次の日、理恵は学校に来なかった。休み時間にメールを送って大丈夫かと尋ねてみると、『ちょっと学校に行くのがきつくて』とだけ返事が返ってきた。大したことはないから平気だ、とも。

「……絶対俺のせいだろ……」

 いつもの廊下の隅の窓際に裕也を呼び出しそのメールを見せてみると、裕也はそうつぶやいて頭を抱えてしまった。

「追い打ちかけるみたいで悪いけど、正直それはあると思う」
「だよなあ……」
「まあ、吉岡だけじゃなくて、最近の諸々のことで思い詰めちゃったんだろうけどね」
「いや、でもとどめ刺したのは俺だし……」
「うーん、まあねえ……」

 こじれるとやっかいなので裕也をまたネガティブ思考に陥らせるのは避けたいところだったが、うまいフォローのしかたが見つからない。裕也の最後の一言は理恵にとってきっと相当ショックだったはずだ。あの忍耐強い性格の理恵が耐え切れずに先に帰ってしまう程度には。

「吉岡は理恵にメールしたの?」
「いや……昨日ごめんってメールしたんだけど返ってこなくて、怖くてもうメールできない」
「……気持ちはわかるけどさ、メールくらいしてあげなよ……心配してもらえてないんだとか思い込んでますますきつくなっちゃうかもよ?」
「そうだよなあ……」
「昨日あれだけ言ったじゃない、ちゃんと言わなきゃ伝わらないって」

 昨日思わずお説教をしてしまったのはもしかしたらお節介だったかもしれないが、言ったことはきっと間違っていないはずだ。

 いくらなんの進展も見られなくても、理恵と裕也が満足ならそれでいいと思っていた。

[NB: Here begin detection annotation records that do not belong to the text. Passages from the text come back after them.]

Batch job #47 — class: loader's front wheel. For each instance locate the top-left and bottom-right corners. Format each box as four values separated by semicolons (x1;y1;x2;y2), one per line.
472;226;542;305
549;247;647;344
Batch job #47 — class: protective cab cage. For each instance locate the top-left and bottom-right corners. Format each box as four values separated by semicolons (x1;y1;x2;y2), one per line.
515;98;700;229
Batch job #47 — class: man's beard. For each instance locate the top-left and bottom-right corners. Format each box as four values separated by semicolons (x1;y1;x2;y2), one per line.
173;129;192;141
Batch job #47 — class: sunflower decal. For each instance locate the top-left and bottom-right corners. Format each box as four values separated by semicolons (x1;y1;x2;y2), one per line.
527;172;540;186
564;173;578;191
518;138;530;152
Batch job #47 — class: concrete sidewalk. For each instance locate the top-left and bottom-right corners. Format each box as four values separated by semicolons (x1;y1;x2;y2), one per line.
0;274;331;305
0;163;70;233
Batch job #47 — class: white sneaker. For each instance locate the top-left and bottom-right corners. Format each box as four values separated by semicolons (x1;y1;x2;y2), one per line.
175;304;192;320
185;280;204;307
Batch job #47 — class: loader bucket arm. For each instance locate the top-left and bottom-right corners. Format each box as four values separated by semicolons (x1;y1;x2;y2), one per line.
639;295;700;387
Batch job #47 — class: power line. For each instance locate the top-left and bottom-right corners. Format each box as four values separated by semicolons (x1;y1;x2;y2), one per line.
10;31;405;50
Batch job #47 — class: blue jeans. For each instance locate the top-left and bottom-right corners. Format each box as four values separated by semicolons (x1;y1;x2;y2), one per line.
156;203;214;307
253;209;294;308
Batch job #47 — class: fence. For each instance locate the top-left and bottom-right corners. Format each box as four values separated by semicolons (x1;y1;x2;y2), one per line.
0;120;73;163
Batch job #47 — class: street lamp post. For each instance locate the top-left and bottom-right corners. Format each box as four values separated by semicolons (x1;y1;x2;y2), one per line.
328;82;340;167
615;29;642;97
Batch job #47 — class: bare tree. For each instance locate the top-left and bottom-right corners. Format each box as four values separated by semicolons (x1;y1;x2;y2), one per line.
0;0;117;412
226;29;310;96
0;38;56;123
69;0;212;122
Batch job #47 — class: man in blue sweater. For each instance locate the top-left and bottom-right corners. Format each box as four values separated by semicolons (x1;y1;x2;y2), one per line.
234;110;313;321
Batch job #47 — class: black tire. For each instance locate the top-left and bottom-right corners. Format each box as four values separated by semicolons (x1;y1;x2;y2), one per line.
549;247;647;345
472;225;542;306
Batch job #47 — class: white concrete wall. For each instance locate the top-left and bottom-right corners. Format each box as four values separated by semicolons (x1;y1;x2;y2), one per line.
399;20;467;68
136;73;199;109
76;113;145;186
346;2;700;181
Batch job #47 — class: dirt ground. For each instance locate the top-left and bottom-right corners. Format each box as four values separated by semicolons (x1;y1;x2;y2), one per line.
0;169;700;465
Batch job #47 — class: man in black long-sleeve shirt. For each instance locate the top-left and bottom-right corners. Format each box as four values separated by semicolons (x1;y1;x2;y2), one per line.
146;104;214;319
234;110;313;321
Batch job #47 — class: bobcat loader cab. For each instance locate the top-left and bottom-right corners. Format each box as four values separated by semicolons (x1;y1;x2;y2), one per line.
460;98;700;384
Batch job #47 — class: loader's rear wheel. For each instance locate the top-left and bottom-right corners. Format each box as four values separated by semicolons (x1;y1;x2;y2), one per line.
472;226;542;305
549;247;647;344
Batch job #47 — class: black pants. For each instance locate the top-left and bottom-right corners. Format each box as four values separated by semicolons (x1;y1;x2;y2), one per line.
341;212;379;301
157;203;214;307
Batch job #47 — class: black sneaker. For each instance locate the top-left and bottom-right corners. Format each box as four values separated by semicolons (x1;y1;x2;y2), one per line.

早く手を繋げばいいのにだとかデートすればいいのにだとか、そういうことも思ってはいたが、結局そんなものは二人のペースでやっていけばいいことなのだ、進展らしいものがなくてもいいカップルだということには変わりないからそれでいい、本心ではいつもそう考えていた。

 それでも、言わなければいけないことはきっとある。理恵は忍耐強いし一途だし裕也の性格に理解もあるが、どんなにささやかな愛情表現も一切ないまま四ヶ月と少しを過ごしていたら、不安になっても仕方がないだろう。そんなときに自分のことを好きだと言ってくれる男が他に現れて、当の恋人が引き止めることすらしてくれなかったら、どれだけ心細いだろうか。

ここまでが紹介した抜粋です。